Anyhow I'm a blogger triumphalist so I oppose the banning of Blog.

"-gate" will be around as long as people who lived through watergate as a political event are in charge. To them, it seems only natural. Nice that "like" isn't on there as it appears to now be a staple of the language.

Whenver I say "google" in RL, people look at me like I've grown a third head so I don't think it's overused... yet. Give it another 2 years or so.

kiddiesunshine
01-02-2005, 04:11 PM
Look at the context. The way the word is used, it's clearly an adjective of Combatant.

Anyhow I'm a blogger triumphalist so I oppose the banning of Blog.

"-gate" will be around as long as people who lived through watergate as a political event are in charge. To them, it seems only natural. Nice that "like" isn't on there as it appears to now be a staple of the language.

Whenver I say "google" in RL, people look at me like I've grown a third head so I don't think it's overused... yet. Give it another 2 years or so.
Heh, that's true! "Like" IS part of the language and shall remain so. It's so much better than saying "uhh" when forming thought.
As for "google", it's not quite overused yet. As far as I know, it gained wide use mostly in mid to late 2004. Give it time. We'll ALLLLLLL be sick of it soon. I'm sick of "blog" personally. It seemed to just come out of nowhere and now almost everybody knows what it is.

Carolina Red
01-02-2005, 10:01 PM
"-gate" will be around as long as people who lived through watergate as a political event are in charge. To them, it seems only natural. Nice that "like" isn't on there as it appears to now be a staple of the language.The only reason why the scandal is called Watergate is because that's the name of the hotel it all started in.
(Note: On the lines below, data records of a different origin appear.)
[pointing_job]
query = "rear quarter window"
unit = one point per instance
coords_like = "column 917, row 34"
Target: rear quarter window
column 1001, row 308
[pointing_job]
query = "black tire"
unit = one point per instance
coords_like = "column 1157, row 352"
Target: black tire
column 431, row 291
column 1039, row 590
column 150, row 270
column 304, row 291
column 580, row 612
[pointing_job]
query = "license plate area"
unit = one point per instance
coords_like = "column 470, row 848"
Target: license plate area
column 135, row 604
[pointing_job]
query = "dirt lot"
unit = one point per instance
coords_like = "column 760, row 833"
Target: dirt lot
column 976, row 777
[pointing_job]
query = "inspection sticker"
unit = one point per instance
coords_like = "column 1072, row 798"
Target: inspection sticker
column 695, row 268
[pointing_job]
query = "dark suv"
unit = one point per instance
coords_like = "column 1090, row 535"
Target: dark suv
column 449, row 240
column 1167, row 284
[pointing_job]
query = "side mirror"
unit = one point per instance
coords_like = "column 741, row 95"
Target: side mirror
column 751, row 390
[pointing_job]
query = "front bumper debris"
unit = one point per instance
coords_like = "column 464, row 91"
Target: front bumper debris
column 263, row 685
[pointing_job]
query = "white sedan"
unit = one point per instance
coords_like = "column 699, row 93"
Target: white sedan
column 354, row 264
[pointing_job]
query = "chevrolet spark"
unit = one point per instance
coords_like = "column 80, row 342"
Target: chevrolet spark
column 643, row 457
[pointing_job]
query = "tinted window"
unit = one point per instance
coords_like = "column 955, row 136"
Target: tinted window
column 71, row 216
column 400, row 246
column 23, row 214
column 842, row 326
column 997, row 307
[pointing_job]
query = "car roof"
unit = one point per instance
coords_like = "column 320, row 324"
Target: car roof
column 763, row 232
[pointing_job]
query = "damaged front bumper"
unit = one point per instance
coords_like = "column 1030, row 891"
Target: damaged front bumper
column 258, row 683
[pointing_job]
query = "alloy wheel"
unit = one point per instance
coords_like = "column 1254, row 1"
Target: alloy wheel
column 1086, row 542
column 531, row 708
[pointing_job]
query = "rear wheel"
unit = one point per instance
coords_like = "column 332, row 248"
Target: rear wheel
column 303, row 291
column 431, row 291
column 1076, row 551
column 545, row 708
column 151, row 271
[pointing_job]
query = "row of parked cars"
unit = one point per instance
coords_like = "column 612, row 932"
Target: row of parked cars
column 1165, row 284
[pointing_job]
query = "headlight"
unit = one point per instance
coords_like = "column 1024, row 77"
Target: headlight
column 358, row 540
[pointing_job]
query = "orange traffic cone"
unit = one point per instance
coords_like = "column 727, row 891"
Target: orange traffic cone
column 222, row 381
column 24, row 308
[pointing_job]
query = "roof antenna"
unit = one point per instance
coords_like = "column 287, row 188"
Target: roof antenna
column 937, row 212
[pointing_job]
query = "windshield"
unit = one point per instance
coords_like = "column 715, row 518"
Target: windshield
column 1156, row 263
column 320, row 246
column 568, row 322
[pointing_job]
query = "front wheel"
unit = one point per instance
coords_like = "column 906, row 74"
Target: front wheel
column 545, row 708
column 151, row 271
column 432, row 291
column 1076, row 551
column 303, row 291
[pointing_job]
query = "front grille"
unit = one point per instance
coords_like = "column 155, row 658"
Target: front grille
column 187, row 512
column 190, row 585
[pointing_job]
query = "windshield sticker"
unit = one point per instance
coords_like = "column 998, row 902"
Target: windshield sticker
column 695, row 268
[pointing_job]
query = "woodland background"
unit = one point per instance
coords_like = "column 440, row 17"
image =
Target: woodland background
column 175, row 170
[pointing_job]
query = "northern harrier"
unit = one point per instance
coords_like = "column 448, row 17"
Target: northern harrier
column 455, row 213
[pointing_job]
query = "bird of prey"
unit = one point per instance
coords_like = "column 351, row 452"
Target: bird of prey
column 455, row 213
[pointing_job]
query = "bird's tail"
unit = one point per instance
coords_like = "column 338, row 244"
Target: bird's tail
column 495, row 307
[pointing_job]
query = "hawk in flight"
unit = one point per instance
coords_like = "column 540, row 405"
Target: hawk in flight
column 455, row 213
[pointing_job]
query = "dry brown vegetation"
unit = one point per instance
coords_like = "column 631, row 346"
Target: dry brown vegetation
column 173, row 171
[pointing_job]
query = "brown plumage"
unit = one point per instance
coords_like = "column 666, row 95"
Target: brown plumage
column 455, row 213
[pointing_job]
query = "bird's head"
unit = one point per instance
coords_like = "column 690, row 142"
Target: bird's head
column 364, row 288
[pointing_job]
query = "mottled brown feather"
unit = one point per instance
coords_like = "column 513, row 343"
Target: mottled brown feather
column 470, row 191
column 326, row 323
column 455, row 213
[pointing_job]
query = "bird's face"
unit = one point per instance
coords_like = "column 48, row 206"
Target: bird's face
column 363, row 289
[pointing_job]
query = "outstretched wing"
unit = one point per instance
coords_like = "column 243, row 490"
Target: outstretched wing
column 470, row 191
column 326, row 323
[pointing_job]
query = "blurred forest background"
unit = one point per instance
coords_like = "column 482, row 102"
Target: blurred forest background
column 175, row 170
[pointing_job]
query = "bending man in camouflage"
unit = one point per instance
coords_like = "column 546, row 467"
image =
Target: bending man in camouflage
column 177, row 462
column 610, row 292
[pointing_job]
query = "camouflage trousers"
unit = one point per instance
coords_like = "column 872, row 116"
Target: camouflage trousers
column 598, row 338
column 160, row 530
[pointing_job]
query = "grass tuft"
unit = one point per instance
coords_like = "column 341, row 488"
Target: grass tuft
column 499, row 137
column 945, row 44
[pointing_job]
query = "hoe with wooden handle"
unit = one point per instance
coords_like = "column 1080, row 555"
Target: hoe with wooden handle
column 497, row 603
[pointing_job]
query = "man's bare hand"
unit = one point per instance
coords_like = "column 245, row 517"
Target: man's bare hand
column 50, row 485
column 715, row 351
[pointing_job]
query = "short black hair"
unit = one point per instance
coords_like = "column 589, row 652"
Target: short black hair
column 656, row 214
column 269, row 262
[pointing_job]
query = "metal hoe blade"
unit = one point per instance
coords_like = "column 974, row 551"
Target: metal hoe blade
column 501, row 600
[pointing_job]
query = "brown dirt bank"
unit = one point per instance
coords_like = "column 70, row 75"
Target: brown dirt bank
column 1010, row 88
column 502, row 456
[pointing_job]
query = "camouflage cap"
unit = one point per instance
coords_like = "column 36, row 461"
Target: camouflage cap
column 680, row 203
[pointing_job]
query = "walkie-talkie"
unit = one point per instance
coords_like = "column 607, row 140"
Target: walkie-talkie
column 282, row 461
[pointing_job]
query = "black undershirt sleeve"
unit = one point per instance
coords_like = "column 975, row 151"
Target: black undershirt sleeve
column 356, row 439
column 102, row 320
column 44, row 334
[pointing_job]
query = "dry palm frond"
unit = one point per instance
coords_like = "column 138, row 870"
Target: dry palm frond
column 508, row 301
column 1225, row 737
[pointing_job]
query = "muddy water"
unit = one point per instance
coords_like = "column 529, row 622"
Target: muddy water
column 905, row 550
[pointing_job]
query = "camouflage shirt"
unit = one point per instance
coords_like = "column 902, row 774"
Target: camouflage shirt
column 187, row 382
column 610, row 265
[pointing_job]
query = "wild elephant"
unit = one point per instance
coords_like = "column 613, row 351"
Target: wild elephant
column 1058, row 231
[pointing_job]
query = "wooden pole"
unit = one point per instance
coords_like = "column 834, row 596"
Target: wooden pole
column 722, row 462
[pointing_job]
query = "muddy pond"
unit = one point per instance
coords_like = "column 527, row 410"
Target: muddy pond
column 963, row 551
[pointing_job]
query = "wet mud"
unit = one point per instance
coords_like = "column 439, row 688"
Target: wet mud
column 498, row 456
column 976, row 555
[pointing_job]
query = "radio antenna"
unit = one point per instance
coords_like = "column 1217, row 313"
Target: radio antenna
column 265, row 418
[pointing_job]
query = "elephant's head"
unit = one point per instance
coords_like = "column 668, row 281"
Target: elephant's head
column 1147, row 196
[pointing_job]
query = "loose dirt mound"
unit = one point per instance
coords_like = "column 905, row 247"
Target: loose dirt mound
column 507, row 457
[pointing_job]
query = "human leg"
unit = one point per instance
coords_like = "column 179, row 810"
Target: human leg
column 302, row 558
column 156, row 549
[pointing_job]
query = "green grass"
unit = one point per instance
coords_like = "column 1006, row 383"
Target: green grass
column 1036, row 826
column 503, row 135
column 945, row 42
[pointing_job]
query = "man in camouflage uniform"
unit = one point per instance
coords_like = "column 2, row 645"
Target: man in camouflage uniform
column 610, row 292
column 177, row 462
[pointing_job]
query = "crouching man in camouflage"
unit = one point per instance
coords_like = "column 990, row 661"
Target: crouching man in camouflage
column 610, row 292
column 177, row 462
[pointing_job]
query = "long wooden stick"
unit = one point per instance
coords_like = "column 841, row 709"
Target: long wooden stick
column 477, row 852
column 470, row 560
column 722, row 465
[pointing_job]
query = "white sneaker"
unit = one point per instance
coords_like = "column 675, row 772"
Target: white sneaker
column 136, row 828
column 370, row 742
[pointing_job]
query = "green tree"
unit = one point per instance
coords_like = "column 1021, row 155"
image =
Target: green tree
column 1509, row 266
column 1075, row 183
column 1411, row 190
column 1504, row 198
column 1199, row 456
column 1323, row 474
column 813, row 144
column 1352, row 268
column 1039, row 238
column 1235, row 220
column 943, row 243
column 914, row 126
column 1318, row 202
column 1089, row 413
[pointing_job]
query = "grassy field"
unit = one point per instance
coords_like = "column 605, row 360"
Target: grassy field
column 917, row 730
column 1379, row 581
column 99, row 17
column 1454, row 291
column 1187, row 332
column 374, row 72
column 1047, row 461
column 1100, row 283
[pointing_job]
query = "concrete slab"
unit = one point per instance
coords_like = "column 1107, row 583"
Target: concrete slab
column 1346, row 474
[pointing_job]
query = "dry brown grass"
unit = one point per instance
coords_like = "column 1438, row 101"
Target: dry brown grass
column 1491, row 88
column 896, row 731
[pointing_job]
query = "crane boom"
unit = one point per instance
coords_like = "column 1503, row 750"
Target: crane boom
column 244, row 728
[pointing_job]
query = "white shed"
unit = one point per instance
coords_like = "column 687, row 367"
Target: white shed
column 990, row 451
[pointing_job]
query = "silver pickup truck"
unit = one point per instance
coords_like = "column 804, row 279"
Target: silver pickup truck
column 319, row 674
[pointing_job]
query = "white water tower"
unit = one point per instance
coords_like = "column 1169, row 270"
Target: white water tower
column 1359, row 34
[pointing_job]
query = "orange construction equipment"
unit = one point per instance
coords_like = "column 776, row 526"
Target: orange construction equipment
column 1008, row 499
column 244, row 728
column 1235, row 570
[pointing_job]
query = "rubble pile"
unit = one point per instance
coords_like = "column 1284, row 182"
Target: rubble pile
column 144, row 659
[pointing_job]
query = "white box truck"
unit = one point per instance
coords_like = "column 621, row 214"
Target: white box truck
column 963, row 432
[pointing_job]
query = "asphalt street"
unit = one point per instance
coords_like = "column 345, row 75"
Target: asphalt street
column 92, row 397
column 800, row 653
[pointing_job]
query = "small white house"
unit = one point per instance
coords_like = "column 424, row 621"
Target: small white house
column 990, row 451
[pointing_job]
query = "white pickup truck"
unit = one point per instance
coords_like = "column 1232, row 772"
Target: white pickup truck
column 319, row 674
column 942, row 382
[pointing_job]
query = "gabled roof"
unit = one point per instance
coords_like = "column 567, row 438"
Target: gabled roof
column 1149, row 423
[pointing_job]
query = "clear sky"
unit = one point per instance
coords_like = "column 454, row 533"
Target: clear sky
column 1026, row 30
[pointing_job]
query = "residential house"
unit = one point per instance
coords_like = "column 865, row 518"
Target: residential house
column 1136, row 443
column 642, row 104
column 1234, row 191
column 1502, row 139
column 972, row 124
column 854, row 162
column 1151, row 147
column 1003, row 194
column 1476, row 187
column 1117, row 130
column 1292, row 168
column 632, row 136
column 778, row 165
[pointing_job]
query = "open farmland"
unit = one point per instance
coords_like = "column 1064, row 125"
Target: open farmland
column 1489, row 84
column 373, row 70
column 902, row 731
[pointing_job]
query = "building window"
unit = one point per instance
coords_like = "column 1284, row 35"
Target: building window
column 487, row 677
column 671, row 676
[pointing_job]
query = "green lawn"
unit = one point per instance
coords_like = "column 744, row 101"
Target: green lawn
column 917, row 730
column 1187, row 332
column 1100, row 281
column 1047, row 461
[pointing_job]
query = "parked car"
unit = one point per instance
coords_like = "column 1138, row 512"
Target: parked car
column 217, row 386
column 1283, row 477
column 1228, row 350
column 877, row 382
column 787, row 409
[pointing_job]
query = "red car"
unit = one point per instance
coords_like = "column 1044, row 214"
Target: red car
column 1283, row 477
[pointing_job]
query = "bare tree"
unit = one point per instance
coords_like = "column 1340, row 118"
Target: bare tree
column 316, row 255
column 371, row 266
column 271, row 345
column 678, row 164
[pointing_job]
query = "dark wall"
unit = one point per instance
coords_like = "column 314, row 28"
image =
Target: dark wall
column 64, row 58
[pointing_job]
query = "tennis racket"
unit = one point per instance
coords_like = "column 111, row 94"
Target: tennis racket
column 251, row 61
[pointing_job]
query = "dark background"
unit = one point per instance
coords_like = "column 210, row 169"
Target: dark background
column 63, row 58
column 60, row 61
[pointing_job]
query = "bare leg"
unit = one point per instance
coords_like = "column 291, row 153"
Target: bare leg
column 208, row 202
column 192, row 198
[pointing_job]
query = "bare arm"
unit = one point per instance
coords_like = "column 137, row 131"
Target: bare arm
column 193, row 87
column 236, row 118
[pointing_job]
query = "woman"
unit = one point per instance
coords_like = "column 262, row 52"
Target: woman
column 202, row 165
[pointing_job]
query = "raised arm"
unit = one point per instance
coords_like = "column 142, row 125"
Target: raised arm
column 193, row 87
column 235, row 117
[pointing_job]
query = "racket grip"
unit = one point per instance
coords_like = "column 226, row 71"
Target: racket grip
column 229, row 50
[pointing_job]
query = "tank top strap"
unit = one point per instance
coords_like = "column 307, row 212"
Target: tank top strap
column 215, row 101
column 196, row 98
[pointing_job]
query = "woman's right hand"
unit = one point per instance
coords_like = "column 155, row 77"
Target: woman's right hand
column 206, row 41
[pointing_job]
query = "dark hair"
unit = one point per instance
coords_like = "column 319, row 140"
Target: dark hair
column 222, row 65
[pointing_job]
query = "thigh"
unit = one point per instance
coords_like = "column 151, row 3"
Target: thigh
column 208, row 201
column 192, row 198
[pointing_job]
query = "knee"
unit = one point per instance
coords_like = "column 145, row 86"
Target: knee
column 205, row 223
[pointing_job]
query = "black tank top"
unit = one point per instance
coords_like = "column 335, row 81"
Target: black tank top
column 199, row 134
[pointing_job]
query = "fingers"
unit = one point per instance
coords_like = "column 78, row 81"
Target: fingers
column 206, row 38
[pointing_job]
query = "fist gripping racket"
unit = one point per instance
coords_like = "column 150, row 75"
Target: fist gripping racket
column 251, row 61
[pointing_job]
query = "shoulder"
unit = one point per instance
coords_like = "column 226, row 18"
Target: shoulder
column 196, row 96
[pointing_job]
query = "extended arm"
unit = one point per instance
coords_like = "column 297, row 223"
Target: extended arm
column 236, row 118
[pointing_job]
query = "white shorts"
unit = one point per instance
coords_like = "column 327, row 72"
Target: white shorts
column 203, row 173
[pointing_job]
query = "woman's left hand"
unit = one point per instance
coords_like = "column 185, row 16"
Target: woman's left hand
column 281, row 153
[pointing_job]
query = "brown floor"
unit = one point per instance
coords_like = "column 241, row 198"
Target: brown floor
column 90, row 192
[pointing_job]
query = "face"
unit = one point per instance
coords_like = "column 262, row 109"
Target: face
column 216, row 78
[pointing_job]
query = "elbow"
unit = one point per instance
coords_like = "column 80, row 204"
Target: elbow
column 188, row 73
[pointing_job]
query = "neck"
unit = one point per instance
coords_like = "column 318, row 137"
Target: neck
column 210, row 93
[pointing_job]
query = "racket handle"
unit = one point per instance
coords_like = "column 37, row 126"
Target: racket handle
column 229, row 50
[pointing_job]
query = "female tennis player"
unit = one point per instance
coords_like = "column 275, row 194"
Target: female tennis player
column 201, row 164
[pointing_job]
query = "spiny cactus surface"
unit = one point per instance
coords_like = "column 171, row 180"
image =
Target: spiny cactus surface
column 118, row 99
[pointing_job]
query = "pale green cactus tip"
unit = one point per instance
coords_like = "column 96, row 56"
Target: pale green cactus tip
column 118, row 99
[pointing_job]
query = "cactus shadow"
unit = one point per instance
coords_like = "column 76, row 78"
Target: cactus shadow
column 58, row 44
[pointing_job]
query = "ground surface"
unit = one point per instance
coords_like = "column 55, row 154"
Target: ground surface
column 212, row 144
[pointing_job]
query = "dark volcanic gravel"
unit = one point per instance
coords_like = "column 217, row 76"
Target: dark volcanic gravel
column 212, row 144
Lots of this use was over the Janet Jackson Super Bowl flap, and the last I checked there's no such thing as a Nipplegate or Breastgate Hotel anywhere in the world. The people who use that probably don't know about history.

cross blues
01-03-2005, 12:01 AM
I think the people responsible for that list should be banished from the planet.

SirLemming
01-03-2005, 01:47 AM
"izzle" speak is not so much overused as parody "izzle" speak is. I guess that's what they were referring to, but I want to clarify that. Parody "izzle" speak will probably appear in a Ziggy comic soon, and then people will finally notice that its time is over.

"Generation Jones" wasn't used too often, thank goodness, but it should still be banned just to make sure.

Conekiller
01-03-2005, 10:33 AM
where's :

"WHAT!!!"

"y-yEAAAHHH"

and

"O-KAY!!!"

even my 10 year lod brother is doing that, he doens't even know WHY it was funny in the first place

SirLemming
01-03-2005, 12:02 PM
where's :

"WHAT!!!"

"y-yEAAAHHH"

and

"O-KAY!!!"

even my 10 year lod brother is doing that, he doens't even know WHY it was funny in the first placeNeither do I. What the heck are they?

Conekiller
01-03-2005, 02:14 PM
Neither do I. What the heck are they?
from a Dave Chappele sketch spoofing the rapper Lil John. It's a joke that's long since ceased being funny.

SirLemming
01-03-2005, 02:24 PM
from a Dave Chappele sketch spoofing the rapper Lil John. It's a joke that's long since ceased being funny.Ohh. Well, speaking of that, "I'm Rick James, b**ch!" should definitely be on the list.

EinBebop
01-03-2005, 04:19 PM
Ohh. Well, speaking of that, "I'm Rick James, b**ch!" should definitely be on the list.I think that died with, well... never mind.

UberMonkey
01-05-2005, 04:32 PM
ÜBER – Nominated by many over the past few years, including Paul Freedman, Sault Ste. Marie, Mich. “Since when has this become a prefix for everything? That’s über-rific!” – Lolina, Sault Ste. Marie, Ontario.
“…Everything that is big, amazing, unique is described as über.” – Sue, Colorado Springs, Co.
Hmmm.

SirLemming
01-05-2005, 11:51 PM
Basically, this is like one of VH1's "Awesomely Bad" lists. Some good entries and some where it just seems like they're trying to be cool.
I think that died with, well... never mind.No. It didn't die.